Does it though? There was a reproducibility survey recently that found that many optimizers claiming better performance did not in fact work for anything other than the tasks tested in their papers.

Essentially they were doing hyperparameter tuning - just the hyperparameter was the optimizer design itself.

64

mz_gt t1_j8ofbiq wrote

This is really awesome! I’ve been seeing the progress of your work on RWKV and I have to ask: I know you’ve mentioned a lot of RWKV is using tricks from here and there, and adding a lot of your own tweaks of course, but have you considered writing a paper? There are plenty of highly renowned published works with less to say than RWKV.

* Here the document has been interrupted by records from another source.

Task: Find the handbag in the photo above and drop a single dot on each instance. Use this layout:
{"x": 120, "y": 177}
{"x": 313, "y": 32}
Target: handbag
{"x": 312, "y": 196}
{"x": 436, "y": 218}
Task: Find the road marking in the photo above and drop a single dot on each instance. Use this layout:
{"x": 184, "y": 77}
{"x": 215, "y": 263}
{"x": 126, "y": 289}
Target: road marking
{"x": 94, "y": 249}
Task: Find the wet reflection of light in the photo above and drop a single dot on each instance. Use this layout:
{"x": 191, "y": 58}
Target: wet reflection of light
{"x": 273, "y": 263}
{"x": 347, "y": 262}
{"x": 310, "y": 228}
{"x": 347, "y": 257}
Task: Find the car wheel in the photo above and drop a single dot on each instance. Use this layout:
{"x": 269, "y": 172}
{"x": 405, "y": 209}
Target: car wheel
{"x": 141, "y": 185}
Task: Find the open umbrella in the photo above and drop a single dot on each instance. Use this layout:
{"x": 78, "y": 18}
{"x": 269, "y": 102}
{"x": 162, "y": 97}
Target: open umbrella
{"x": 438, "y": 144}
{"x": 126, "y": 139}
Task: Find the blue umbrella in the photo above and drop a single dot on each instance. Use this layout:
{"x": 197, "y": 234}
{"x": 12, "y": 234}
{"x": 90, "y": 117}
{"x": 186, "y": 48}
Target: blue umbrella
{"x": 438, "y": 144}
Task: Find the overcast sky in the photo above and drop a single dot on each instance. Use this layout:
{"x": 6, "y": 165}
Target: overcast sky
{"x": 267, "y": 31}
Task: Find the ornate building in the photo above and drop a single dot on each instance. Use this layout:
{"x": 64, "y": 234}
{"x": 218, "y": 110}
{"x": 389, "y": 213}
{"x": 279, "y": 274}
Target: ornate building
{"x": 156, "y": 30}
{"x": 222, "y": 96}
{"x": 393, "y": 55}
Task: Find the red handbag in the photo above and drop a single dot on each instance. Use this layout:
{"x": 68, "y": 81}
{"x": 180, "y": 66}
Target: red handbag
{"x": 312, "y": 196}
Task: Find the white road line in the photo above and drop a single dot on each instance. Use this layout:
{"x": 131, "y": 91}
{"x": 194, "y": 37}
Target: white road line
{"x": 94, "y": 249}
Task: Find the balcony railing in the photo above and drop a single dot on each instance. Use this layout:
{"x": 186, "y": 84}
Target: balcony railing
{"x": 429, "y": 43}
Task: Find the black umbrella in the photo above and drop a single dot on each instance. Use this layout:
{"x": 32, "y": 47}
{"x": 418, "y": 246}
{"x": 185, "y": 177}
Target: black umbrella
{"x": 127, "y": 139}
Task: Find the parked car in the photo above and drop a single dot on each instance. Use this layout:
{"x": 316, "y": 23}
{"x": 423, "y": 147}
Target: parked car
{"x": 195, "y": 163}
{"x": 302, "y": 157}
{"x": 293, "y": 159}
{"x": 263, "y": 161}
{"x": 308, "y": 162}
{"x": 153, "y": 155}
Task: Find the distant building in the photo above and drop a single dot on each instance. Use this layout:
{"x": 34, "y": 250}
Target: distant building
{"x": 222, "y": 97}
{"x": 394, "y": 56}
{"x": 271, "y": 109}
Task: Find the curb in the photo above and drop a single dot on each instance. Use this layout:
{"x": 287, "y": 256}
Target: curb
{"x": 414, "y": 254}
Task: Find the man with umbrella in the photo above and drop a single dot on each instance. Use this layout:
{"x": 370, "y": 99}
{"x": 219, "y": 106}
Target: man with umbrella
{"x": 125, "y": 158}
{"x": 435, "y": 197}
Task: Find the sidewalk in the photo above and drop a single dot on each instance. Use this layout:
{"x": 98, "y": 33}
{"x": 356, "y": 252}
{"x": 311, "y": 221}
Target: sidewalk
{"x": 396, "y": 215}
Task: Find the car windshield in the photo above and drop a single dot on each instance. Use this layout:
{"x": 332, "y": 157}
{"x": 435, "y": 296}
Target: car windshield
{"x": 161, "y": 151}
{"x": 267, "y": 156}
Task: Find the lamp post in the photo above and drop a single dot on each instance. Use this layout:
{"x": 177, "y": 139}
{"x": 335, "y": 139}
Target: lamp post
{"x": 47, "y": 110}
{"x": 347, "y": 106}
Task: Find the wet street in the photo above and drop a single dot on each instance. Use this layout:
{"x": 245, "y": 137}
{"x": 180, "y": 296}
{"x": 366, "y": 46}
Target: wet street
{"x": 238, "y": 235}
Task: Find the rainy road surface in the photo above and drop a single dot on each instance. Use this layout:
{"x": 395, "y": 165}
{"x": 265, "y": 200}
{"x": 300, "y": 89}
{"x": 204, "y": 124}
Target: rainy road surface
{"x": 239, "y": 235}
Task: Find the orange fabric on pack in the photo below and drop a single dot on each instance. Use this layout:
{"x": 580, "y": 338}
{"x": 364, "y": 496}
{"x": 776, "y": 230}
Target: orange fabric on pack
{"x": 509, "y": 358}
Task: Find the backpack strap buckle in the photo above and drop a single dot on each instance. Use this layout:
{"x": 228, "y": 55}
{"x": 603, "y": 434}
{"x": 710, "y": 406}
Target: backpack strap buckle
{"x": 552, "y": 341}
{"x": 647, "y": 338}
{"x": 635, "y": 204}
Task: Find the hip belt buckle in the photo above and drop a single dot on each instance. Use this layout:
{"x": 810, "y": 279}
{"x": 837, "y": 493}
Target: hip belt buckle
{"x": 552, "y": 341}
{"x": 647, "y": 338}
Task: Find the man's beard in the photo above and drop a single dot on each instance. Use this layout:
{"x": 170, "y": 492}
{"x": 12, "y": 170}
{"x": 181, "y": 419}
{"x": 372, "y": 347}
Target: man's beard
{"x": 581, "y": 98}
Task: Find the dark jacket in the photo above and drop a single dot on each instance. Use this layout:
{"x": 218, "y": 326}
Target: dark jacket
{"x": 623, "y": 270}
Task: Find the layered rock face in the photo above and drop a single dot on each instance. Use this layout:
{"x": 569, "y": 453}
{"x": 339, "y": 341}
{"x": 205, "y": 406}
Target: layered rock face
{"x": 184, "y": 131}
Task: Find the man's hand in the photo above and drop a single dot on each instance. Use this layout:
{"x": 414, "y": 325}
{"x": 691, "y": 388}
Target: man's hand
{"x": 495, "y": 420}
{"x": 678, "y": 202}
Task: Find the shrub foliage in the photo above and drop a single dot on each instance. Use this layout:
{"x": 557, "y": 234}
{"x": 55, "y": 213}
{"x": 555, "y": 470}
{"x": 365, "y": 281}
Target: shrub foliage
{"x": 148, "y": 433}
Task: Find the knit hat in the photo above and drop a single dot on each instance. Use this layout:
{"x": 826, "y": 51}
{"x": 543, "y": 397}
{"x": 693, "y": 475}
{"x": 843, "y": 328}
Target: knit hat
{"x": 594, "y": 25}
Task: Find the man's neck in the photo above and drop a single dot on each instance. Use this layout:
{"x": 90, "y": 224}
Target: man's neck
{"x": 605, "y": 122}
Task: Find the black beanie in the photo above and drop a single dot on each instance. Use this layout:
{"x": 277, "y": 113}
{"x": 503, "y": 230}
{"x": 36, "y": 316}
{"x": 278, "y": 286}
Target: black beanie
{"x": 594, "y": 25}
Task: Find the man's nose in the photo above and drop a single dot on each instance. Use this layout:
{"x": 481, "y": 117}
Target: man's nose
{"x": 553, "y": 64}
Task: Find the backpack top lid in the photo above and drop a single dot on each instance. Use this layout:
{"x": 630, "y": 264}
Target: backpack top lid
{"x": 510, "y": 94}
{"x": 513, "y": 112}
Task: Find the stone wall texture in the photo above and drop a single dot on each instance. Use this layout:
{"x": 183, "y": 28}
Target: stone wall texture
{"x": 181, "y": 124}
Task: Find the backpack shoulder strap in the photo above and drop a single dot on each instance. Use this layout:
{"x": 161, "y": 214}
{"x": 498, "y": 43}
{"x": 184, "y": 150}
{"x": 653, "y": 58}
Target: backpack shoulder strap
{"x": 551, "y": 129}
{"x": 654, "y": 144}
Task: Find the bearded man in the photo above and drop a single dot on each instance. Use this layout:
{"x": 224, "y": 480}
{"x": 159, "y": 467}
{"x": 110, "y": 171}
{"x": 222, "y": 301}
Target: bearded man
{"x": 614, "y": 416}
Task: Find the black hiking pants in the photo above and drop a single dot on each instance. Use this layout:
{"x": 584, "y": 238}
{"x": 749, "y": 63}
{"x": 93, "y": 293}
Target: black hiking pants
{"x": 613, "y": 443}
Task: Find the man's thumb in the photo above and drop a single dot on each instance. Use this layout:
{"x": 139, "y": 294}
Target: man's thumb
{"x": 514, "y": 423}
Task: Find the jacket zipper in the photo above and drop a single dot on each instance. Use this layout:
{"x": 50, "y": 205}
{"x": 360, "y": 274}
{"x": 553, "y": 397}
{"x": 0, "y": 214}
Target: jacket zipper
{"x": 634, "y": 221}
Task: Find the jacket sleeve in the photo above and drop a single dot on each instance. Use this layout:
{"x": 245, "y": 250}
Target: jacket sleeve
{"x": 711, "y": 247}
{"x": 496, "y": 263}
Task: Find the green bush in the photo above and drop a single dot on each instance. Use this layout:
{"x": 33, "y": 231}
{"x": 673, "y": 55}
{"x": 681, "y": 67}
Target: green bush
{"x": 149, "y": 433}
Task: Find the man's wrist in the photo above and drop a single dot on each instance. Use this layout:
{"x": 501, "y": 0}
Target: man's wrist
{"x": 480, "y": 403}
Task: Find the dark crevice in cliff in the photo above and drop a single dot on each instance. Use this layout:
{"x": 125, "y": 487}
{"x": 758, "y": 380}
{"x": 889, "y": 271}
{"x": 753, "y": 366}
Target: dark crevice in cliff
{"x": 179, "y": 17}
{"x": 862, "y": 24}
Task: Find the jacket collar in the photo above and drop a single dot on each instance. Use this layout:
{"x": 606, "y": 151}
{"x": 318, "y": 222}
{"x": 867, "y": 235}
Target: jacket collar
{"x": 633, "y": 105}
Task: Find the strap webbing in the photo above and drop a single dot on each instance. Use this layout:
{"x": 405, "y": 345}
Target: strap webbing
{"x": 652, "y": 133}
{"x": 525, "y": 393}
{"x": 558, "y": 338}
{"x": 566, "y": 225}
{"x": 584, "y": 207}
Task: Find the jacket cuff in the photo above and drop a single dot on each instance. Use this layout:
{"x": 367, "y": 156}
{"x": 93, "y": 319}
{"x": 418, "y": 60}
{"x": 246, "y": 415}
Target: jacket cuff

I think a renewed discussion about RNNs is more than warranted right now given the current direction with transformers, and the highly complicated nature of HiPPOs are personally not something I see replacing it anytime soon.

60

terath t1_j8oemyz wrote

Another key phrase to use with google scholar is "online learning", this is where you have a stream of new examples and you update a model one example at a time. Usually you can use the model for inference at any point in this process, and some algorithms in this area are designed to be a bit more aggressive or at least to control the update rates to more quickly more more slowly adapt to new data.

21